Question

unit 3 lesson 2 ee - ma.912.lt.4.3
if two angles are a linear pair, then they are adjacent.
write the converse, inverse, and contrapositive of the statement above.
converse: if two angles are adjacent, then the two angles are a linear pair.
inverse:
contrapositive:

Explanation:

1. Converse: Swap hypothesis and conclusion. Given "If \(p\) then \(q\)", the converse is "If \(q\) then \(p\)". Here \(p =\) "two angles are a linear - pair" and \(q=\) "they are adjacent", so the converse is "If two angles are adjacent, then the two angles are a linear pair".
2. Inverse: Negate both hypothesis and conclusion. The original is "If \(p\) then \(q\)", the inverse is "If not \(p\) then not \(q\)". So it is "If two angles are not a linear pair, then they are not adjacent".
3. Contrapositive: Swap and negate both hypothesis and conclusion.
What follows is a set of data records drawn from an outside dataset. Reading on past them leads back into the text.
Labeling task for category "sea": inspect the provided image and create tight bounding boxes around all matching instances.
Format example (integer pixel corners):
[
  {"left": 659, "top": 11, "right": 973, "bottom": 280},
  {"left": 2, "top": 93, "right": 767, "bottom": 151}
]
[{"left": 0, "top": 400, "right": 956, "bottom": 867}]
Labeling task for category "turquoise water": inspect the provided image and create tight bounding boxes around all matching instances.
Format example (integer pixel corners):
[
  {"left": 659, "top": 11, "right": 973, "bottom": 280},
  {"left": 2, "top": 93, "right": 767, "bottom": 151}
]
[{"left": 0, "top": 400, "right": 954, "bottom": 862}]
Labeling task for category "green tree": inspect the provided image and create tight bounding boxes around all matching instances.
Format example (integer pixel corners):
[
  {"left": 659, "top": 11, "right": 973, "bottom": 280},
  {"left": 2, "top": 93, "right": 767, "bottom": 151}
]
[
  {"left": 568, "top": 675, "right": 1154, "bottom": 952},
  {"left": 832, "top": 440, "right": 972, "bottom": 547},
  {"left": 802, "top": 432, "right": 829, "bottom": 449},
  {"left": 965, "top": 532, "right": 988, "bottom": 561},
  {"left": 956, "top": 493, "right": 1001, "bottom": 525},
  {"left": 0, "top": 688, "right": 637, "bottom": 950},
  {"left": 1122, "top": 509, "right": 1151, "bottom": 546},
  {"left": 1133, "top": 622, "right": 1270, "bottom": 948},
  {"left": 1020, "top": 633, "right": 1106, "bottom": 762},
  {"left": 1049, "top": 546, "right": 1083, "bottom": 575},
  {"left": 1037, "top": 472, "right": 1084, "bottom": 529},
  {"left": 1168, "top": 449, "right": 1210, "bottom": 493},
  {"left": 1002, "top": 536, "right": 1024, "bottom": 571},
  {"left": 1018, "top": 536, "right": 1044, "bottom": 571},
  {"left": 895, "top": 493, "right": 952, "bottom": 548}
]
From "If \(p\) then \(q\)", the contrapositive is "If not \(q\) then not \(p\)". So it is "If two angles are not adjacent, then the two angles are not a linear pair".

Answer:

Converse: If two angles are adjacent, then the two angles are a linear pair.
Inverse: If two angles are not a linear pair, then they are not adjacent.
Contrapositive: If two angles are not adjacent, then the two angles are not a linear pair.